Technical Support Services Blog
Discover the latest trends in technology, and the technical issues customers are overcoming with the aid of HP Technology Services.

DPTIPS: StoreOnce Back to Basics – Why More Than One VTL?

For those who are involved with StoreOnce appliance integrations utilizing Virtual Tape Library (VTL) emulation, it is very important to remember the fundamentals documented in the best practices guide. The focus of today’s tip is the rationale behind creating more than one VTL per service set.

 

Three things drive the desirability of multiple VTLs. First, you’re already paying an ingest performance penalty for the inline dedupe. Second, each VTL is its own dedupe domain. Third, you’ll need several parallel streams to realize maximum ingest.

 

Inbound streams are split into chunks of about 4 KB in size. Each chunk is passed through a high-speed hashing algorithm which generates a hexadecimal key statistically unique to that chunk. Each key is compared to a database of keys representing every currently stored chunk of data. If the inbound chunk is a duplicate, the 4 KB of data is thrown away, and a small pointer is put in its place referencing the identical, already-stored chunk. If the inbound chunk is unique, the 4 KB is passed through to the backend store, and its key is added to the database. That’s a lot of processing to achieve at wire speed even with the generous resources found in StoreOnce appliances. What can we do to make up the cost? Keep that question in mind as you consider that ...

 

Each VTL maintains its own hash key database, thus we treat each VTL as its own “dedupe domain”. With very little exception, if you create one large VTL and feed it every sort of data, your dedupe database will grow quite large. As a result, the time required to determine if any new chunk of data is a duplicate will degrade to an unacceptable level. BUT, what if you “stack the deck” and artificially improve the odds of finding duplicates? And what if, in so doing, you also reduce the size of the dedupe domain? Now combine those data points with the concept that ...

 

What the ISV backup app sees as a tape drive we of course know is a Linux process pretending to be a tape drive. As such, each tape emulation process in and of itself is only capable of a finite number of I/O operations per second (IOPS). The good news is that StoreOnce appliances have the resources to support many, many of these tape emulation processes in parallel. The takeaway here is that numerous parallel streams are required to get anywhere near an appliance’s rated ingest. This does come with a caveat, however. You really don’t want more than a dozen tape processes hammering away at any one dedupe database.

 

Now let’s connect the dots.

 

A new StoreOnce customer has Exchange backups, SQL backups, Fileserver backups, and OS backups. We’re going to create four VTLs:

  1. EXCH_VTL,
  2. SQL_VTL,
  3. FILE_VTL, and
  4. OS_VTL

Each will have no more than twelve (12) virtual tape drives. We’re also going to make sure we have plenty of objects in our backups. Finally, we’re going to make sure our backup destinations are chosen to segregate data by type per VTL. Putting all of our information together, what have we achieved?

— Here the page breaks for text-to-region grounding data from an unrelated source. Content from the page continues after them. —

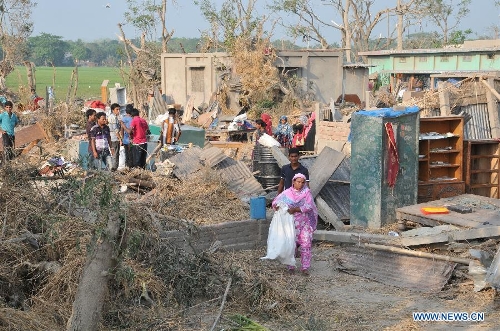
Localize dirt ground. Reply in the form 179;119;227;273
3;133;500;330
186;243;500;331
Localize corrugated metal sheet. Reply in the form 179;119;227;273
297;156;316;169
225;176;266;198
461;104;492;139
169;144;265;199
170;146;203;179
287;154;351;220
216;158;254;181
329;156;351;181
317;183;350;219
336;246;456;292
200;146;228;167
215;158;266;197
150;86;169;120
423;103;493;139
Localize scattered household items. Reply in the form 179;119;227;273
420;206;450;215
37;156;77;177
206;112;255;142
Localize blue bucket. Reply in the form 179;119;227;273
250;196;266;219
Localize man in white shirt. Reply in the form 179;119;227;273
107;103;121;171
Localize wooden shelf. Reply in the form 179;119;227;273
429;164;460;168
464;139;500;199
418;116;465;202
429;150;460;154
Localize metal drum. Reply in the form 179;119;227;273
252;144;261;172
259;146;281;176
259;162;281;176
255;175;281;191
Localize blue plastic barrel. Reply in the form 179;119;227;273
250;196;266;219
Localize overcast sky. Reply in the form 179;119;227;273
32;0;500;45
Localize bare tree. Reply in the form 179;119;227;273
0;0;35;90
270;0;419;62
413;0;471;45
196;0;267;51
196;0;282;114
120;0;175;112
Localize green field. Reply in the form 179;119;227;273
5;66;126;101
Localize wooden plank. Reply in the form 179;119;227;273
401;226;500;246
396;204;480;228
21;139;40;155
396;210;440;227
270;145;290;168
309;146;345;197
315;196;345;231
364;243;472;265
313;230;400;246
438;81;451;116
397;194;500;228
207;141;245;149
0;123;49;152
483;78;500;138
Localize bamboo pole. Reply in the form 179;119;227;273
363;243;473;265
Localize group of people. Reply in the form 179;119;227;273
85;103;149;171
254;112;315;150
85;104;182;172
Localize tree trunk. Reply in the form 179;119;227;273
66;65;78;104
24;61;36;90
66;213;122;331
343;0;352;63
397;0;403;51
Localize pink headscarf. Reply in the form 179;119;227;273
293;173;306;181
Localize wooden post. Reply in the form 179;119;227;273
101;80;109;104
438;81;451;116
482;78;500;138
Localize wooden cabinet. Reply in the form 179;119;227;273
464;140;500;199
418;116;465;202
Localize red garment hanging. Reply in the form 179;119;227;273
385;122;399;188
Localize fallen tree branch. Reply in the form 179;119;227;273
210;277;232;331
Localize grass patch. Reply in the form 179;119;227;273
6;66;126;101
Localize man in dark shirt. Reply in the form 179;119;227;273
277;147;309;194
90;112;113;170
85;108;97;168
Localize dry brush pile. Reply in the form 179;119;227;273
0;146;305;330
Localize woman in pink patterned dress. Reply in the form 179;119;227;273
272;173;318;275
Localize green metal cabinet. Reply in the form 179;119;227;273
350;107;419;228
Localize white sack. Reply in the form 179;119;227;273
261;202;296;266
258;133;280;147
117;145;127;170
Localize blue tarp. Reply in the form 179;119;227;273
354;106;420;118
348;106;420;142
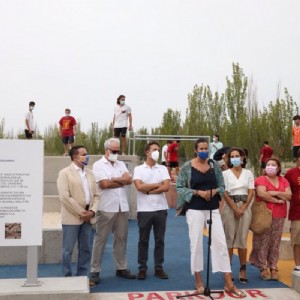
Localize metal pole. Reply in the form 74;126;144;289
22;246;41;287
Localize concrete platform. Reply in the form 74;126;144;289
279;236;293;260
292;270;300;293
90;288;300;300
0;276;89;300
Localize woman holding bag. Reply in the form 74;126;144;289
249;158;291;280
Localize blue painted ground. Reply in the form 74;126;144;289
0;209;287;293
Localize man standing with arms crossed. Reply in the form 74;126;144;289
133;141;170;280
90;138;135;285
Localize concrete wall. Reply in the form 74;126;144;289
44;155;141;219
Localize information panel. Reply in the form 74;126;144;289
0;140;43;246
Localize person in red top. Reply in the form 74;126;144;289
292;115;300;159
167;139;180;176
259;141;273;173
59;108;77;156
249;157;291;281
285;149;300;272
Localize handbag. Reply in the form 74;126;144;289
176;202;189;216
249;200;272;235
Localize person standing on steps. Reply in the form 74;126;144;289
112;95;132;155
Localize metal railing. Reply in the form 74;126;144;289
128;134;211;155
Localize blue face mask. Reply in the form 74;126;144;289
230;157;241;167
81;154;90;166
197;151;209;160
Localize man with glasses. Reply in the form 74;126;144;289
89;138;136;285
57;145;99;280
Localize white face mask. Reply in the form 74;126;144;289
151;150;160;162
29;106;34;110
120;100;125;105
65;113;70;117
108;153;118;162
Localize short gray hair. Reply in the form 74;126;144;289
104;138;120;149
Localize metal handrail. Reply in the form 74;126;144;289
128;134;211;155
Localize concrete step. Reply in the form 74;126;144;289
43;195;61;213
292;270;300;294
0;276;89;300
279;236;293;260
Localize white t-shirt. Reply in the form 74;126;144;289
161;144;168;163
114;104;132;128
209;141;223;159
93;157;130;212
25;111;34;130
222;168;254;196
133;163;170;212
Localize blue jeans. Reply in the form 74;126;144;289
62;223;91;276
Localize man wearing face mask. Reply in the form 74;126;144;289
57;145;99;279
24;101;35;139
133;142;170;280
89;138;135;285
59;108;77;156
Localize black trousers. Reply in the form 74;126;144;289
137;210;167;271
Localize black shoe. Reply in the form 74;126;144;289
154;269;168;279
137;270;147;280
116;269;136;279
89;272;100;284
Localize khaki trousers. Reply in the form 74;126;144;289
91;211;129;273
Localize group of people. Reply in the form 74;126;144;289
176;137;300;298
57;138;170;289
24;95;133;155
55;133;300;296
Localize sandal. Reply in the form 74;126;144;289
260;269;271;280
195;283;205;294
270;269;279;281
224;284;246;298
239;264;248;284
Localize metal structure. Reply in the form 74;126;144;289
128;134;211;155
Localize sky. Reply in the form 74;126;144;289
0;0;299;135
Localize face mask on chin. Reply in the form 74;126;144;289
108;153;118;162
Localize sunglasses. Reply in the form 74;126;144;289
107;148;120;154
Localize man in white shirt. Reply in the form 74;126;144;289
90;138;135;285
24;101;35;139
161;140;171;167
112;95;132;155
57;145;99;279
133;141;170;280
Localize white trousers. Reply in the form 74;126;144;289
186;209;231;274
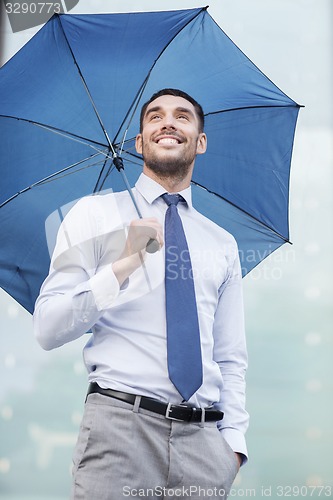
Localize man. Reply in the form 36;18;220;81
33;89;248;499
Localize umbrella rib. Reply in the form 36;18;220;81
58;15;117;156
190;180;291;244
93;151;113;193
115;75;150;151
114;6;209;147
0;151;104;209
205;103;301;118
34;122;106;153
0;114;108;149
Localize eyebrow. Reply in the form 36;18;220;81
145;106;196;119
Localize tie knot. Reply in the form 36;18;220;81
162;193;183;207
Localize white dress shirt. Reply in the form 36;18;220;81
33;173;249;458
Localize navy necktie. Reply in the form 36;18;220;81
162;193;203;401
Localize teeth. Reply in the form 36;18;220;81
158;138;178;144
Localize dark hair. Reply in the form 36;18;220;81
139;88;205;133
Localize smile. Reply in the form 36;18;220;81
155;135;183;145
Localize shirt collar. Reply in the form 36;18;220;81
135;173;193;207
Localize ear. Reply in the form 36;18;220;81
135;134;143;154
196;133;207;155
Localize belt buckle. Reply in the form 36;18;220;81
165;402;194;421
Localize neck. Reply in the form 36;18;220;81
143;166;192;193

  • Our data is split across multiple VTLs, so we have smaller dedupe domains and faster hash comparisons.
  • Chunks of data in each dedupe domain are far more likely to be duplicate because they are of the same type. More dupes = faster ingest = less physical space consumption.
  • We have limited our VTLs to a maximum of 12 simultaneous inbound streams, so the risk of dedupe database thrashing should be minimized.
  • We have enabled a maximum of 48 parallel inbound streams. Hopefully we have enough objects in enough concurrent backup sessions to at least get north of 20 streams at one time.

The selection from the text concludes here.